In the summer, ActorLaddie would pile GrannieBorders into the car with her wheelchairs, the world’s tartan-blanket mountain and a bottle of lemonade.
Then he’d deposit her at the British Polio Fellowship hotel in Worthing, adapted for what she cheerfully called ‘polios’. She met up with old friends, went on trips and came back to an evening’s entertainment, during the course of which she would treat herself to a wee glass of brandy from the bar topped up with some lemonade from her bottle. The bar, of course, did have lemonade but they charged for it. Whereas, as YoungLochinvar pointed out, her lemonade might have been warm and might have been flat but it was cheap.
We told this story to Pamela, the undertaker, in the course of arranging the funeral for next week. Just so she knew that if we’d forked out for horse-drawn carriages, or the very tasteful coffin inlaid with a reproduction of the Last Supper, GrannieBorders would have never spoken to us again. We are, after all, talking about the woman who cut out unfranked stamps in order to pritt-stick them onto her Christmas cards.
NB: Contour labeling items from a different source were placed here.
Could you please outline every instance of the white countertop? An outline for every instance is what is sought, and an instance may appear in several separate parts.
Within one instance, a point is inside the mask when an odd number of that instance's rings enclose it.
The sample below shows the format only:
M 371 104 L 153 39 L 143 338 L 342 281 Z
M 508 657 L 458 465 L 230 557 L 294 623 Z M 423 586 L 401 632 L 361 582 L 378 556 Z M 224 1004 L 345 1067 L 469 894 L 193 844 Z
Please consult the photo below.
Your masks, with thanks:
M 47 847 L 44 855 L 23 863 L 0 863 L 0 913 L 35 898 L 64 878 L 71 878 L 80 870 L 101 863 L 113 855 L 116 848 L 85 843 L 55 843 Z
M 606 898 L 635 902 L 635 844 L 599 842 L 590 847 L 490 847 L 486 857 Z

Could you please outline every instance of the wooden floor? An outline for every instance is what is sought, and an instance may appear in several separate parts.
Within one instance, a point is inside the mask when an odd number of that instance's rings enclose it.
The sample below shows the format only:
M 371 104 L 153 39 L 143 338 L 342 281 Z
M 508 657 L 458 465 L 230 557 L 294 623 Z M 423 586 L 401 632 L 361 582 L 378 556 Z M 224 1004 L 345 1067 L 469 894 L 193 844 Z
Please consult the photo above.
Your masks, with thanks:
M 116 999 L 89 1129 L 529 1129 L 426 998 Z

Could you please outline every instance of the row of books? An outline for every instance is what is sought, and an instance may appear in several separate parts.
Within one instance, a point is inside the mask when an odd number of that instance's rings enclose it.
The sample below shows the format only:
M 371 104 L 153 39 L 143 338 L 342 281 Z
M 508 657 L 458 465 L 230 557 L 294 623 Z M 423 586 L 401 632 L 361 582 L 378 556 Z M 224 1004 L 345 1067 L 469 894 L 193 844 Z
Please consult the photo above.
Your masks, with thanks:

It’s not that she was mean. Quite the opposite: she got immense pleasure from giving presents to her friends and, particularly, her grandchildren. She was just very frugal. Her young adulthood was during the war and she carried ‘make do and mend’ with her through life. And her childhood, as the daughter of a dour groom on a Scottish country estate, had few luxuries: even the removal of her tonsils was carried out on the kitchen table.
I wonder what her childhood self would have made of the world GrannieBorders has just left. Would she, for example, have marvelled at being able to call from a mobile phone to tell her family how her holiday was going? Or would she, like her older self, be overheard on the answerphone saying “Oh good they’re out. That’ll save me some money,” before heading off for a brandy and flat, warm lemonade.